There was no great surprise. A line-up of five defenders and two sitting midfielders had been widely floated before kick-off and the approach was of a type with England’s group-stage efforts of two goals scored and none conceded in three matches.
The clarity of Southgate’s game plans have been a strength of his reign and account for the goodwill towards him in the England squad. Players are rarely left scratching their heads by a manager who has their back.
But as Phil Foden, Mason Mount, Jack Grealish, Jadon Sancho, Marcus Rashford, Jude Bellingham and all their considerable creative gifts shuffled into position on the substitutes’ bench, it was hard to escape the sense of Southgate missing a trick.
Wing-back to the future
Either side of a raucous 4-2 win over Portugal – one that persuaded an entirely sensible switch to England’s wing-back system – Germany were fortunate to only lose 1-0 to France and scraped a chaotic 2-2 draw against Hungary to squeak through to the knockout rounds. They were unquestionably vulnerable.
Southgate could rightly contest that going gung-ho against elite opponents has rarely ended well during the nation’s 55 years of hurt, but the start was ominous.
Slow possession from kick-off saw Raheem Sterling, one of three attack-minded players in the XI, come deep and pass to Harry Maguire. Hoof! Then another one from goalkeeper Jordan Pickford.
Defensive numbers would be a moot point if England just kept giving the ball away to technically accomplished midfielders such as Leon Goretzka, who an overrun Declan Rice hauled down for a desperate eighth-minute foul that saw him booked.
Arm-wrestling the rippling Goretzka would probably be an awful experience, but that was effectively how England engaged Germany during a first half they gradually and painstakingly shoved into their favour.
Sterling and Bukayo Saka buzzed effervescently, too often lacking support. Kalvin Phillips burnished his ever-growing reputation as he faced down Goretzka, Toni Kroos and the roving Kai Havertz, while Kyle Walker, John Stones and the excellent Maguire encouraged their team out of a defensive shell and up the field.
Pragmatism wins prizes
Southgate’s template is one that necessitates half chances taken and key moments won. Jordan Pickford did his bit with a brilliant save in each half, but Harry Kane’s heavy touch towards the end of the first half showed him grasping for form. Alan Shearer branded that lost opportunity “a sitter” in his role as pundit on BBC.
It is a method that won Portugal Euro 2016 and France the 2018 World Cup, with extreme pragmatism laying a foundation for attackers flecked with magic to do the rest.
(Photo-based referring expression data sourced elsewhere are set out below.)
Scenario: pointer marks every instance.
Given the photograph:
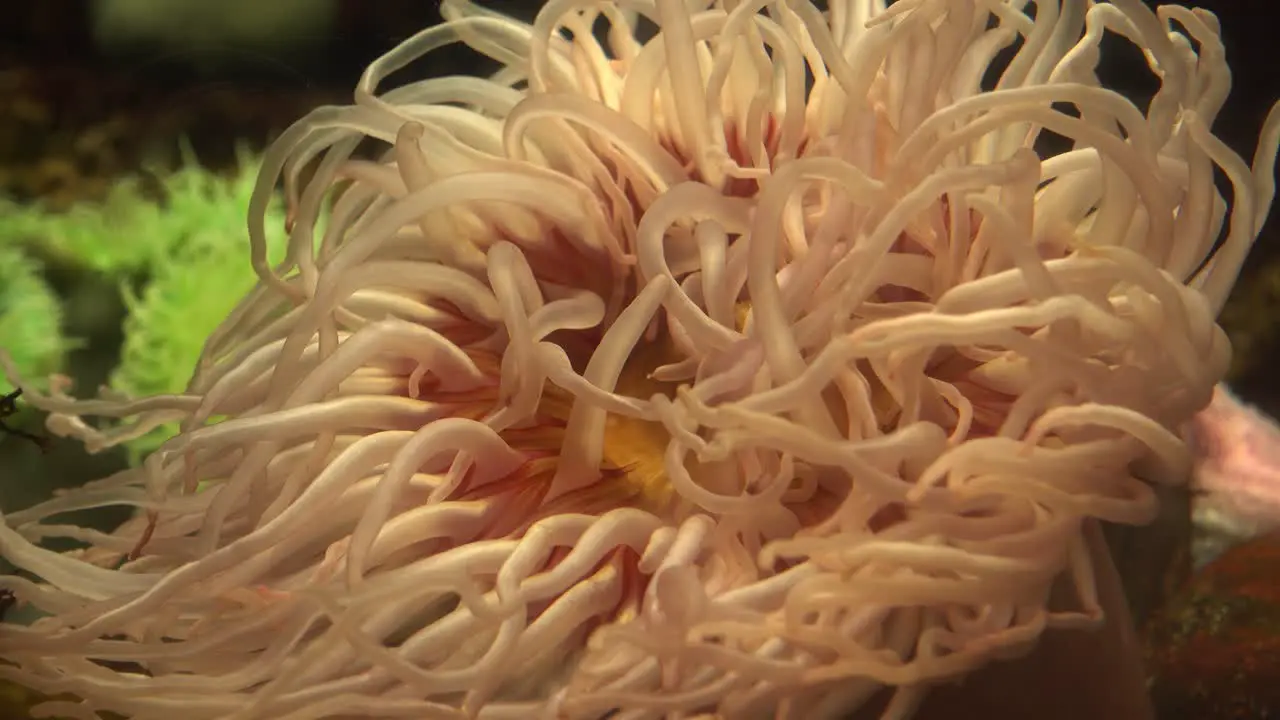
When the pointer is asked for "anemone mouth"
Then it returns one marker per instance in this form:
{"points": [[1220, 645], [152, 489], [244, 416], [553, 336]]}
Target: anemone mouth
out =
{"points": [[744, 369]]}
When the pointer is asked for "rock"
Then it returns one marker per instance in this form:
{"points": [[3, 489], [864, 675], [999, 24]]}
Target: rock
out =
{"points": [[1214, 654]]}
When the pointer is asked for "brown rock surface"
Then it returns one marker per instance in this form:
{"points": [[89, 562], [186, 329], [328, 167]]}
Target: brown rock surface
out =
{"points": [[1215, 651]]}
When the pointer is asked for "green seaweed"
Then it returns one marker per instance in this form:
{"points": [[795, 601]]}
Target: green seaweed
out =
{"points": [[176, 247], [31, 317]]}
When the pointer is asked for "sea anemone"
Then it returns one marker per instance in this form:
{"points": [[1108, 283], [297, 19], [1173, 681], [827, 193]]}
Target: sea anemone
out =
{"points": [[731, 358]]}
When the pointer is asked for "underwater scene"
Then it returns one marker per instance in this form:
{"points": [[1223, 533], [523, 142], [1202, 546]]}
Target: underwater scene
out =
{"points": [[647, 359]]}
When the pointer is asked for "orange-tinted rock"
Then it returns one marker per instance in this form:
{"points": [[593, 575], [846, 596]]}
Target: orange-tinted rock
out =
{"points": [[1215, 651]]}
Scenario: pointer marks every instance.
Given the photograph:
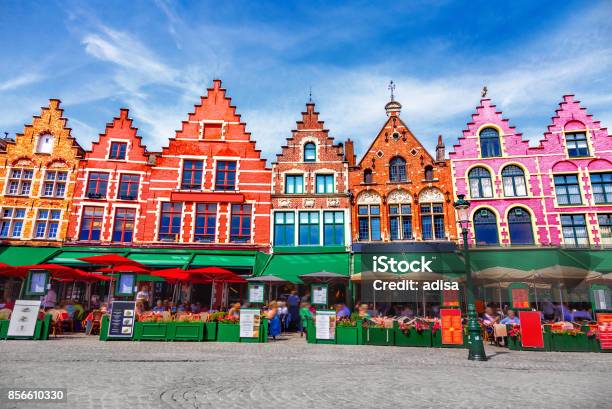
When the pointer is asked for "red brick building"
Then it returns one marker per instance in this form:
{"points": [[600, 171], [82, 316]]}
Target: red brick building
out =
{"points": [[310, 198], [400, 192], [210, 185], [112, 187]]}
But Portugal and France are already out here and Kane looked a shadow of the himself, unfit to be Southgate’s Ronaldo.
Drift was an inadequate description for an unremarkable second half, given everything from the football to the tension felt so heavy. Finally, Southgate turned to his bench for some of Grealish’s sparkle 69 minutes in.
Sterling had started to turn towards blind alleys rather than open spaces and relished a willing accomplice as he drove in field. Kane recycled possession to Grealish, who found Shaw. There was familiar Euro 2020 punctuation to a crisp move. England 1-0, Sterling.
Once again the toast of his boyhood neighbourhood after his third goal of the competition, the Manchester City forward erred horribly with pass towards his own goal in the 81st minute. Thomas Muller was through, but the inevitable didn’t happen.
Then a moment of salvation for Kane and his country, stooping to head home, with Grealish and Shaw again involved. Job done, demons slayed.
Perhaps we linger too much on results and let them paper over performances, but results are the strongest currency of all in tournament football. To put it in context, this was England’s first win in a major knockout match over a country with a world title to their name since overcoming West Germany in the 1966 World Cup final.
Whether it’s coming home or not, Southgate and his players have breached unchartered territory.
An expectation to take the game to Sweden or Ukraine in a Rome quarter-final will inevitably bring more cries against caution. But those are tomorrow’s problems in Southgate’s summer of Sterling.